I figured I would share some movies I just recently watched. You see, I haven’t felt motivated to watch something new in a couple months. But suddenly, my old passion for film stood over my shoulder and I decided not just to watch something new, but some older black and white films I had yet to see. That was especially strange to me because I have greatly admired some black and whites but would never choose them over something in color. I guess that’s worthy of documentation these days. Here they are.
The Killing by Stanley Kubrick – At only an hour and twenty minutes, you won’t endure pain for too long if you hate it but I doubt you will. For being near seventy years old, it feels as fast paced and modern as a Tarantino flick. And come on, it’s mobsters trying to rob the track. I was disappointed to think that only Scorsese and Coppola made mob flicks. But Kubrick too?
Sunset Boulevard by Billy Wilder – I thought Mulholland Drive was the only great film named after a street in LA. It was good to see that it’s not, especially considering my fascination with the city skyline I could see on a clear spring evening as a boy. As far as the film, it’s a movie lover’s movie, much like Mulholland Drive. You can get a taste for the Hollywood of DeMille’s era, if it ever ended, as the protagonist struggles through his relationship with a washed up silent film actress of the good ole’ days. But don’t worry. It’s not a silent film itself and should still be of interest to the person who doesn’t love movies (though I have yet to meet someone who doesn’t). For now, know that Sunset Boulevard makes enough noise. Its dark turns can keep your eyes glued to a black and white screen.

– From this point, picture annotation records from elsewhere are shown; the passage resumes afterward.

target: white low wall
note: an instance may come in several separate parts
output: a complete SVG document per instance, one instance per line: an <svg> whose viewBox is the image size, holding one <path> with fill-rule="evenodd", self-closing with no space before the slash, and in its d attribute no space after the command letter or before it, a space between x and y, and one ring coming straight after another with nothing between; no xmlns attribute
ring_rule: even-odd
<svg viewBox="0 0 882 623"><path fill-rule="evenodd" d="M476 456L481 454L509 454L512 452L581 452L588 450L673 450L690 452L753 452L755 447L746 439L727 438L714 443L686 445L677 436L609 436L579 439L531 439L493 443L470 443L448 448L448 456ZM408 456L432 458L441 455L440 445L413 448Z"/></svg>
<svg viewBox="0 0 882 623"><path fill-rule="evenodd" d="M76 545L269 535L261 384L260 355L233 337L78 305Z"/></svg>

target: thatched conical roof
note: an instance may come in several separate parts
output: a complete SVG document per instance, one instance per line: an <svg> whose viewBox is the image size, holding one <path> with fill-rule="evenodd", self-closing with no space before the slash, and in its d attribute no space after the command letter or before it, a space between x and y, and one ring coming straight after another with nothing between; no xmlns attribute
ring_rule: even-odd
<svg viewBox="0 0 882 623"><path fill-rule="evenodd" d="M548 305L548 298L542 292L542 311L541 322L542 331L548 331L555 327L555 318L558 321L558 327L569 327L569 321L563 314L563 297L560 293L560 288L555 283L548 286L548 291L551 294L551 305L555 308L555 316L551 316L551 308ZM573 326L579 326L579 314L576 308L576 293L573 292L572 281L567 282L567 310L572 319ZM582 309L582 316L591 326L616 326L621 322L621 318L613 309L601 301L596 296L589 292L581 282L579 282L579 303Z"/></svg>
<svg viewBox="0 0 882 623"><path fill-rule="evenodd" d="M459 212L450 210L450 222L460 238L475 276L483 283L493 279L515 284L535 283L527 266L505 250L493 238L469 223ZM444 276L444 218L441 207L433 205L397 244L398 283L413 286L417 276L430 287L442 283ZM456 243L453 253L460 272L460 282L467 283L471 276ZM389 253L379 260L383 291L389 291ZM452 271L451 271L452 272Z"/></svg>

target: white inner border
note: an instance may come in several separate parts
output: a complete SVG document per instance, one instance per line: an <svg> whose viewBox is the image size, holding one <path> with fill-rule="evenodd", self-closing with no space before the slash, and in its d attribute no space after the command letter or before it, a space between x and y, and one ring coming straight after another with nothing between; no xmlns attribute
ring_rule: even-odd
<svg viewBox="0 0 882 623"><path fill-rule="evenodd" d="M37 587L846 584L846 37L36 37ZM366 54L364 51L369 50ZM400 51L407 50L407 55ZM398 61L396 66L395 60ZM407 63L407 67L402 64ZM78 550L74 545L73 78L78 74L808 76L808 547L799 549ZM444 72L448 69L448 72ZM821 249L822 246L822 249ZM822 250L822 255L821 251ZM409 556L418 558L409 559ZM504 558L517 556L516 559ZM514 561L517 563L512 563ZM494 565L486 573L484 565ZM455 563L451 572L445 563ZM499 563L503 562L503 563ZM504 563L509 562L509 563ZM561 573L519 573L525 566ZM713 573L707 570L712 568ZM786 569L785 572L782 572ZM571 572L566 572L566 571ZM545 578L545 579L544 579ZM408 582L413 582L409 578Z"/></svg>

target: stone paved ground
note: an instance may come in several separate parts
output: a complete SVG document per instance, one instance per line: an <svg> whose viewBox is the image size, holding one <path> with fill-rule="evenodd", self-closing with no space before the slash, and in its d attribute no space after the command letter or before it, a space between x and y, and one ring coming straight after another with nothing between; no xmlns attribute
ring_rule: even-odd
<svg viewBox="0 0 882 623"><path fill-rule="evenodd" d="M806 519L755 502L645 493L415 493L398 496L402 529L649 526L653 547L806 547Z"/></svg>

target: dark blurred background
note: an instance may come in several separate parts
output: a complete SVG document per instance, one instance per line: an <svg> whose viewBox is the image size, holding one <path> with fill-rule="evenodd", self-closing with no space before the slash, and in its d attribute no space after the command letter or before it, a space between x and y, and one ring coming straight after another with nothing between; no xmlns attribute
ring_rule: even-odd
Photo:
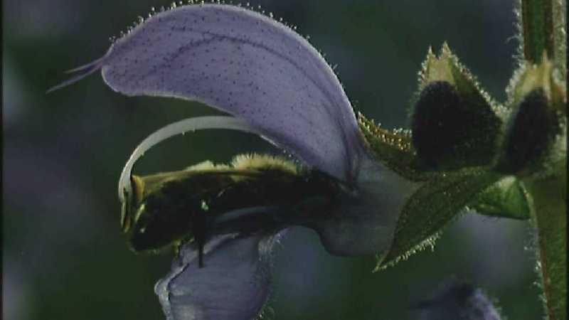
<svg viewBox="0 0 569 320"><path fill-rule="evenodd" d="M3 10L3 319L161 319L153 287L171 255L137 255L119 232L116 186L147 135L217 112L171 99L127 97L100 73L46 95L63 72L102 55L109 37L161 0L5 0ZM417 73L443 41L498 100L514 65L512 1L251 1L298 26L326 53L354 106L387 127L408 124ZM227 132L172 139L139 173L270 148ZM530 225L468 214L434 252L373 274L374 258L329 255L301 229L279 250L275 319L405 319L450 275L499 301L509 319L541 316ZM272 314L271 316L271 314Z"/></svg>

Citizen Kane by Orson Welles – Geez, I thought I was making a mistake putting this one off for so long. But its story is a tragedy of such proportion that I now wish I had never watched it. “Rosebud” is enough to bring a tear to anybody’s eye. No, seriously, this film in all its glamor and glory will put you down for at least the rest of the day. Once you pick yourself up though, you will recall it with only the utmost respect. Not even considering that it was released the same year Pearl Harbor was bombed, this is a true standout in all film and art. Follow Kane who leaves his family’s destitute life in Colorado to be a truly affluent man…only to slowly devolve into a shallow existence.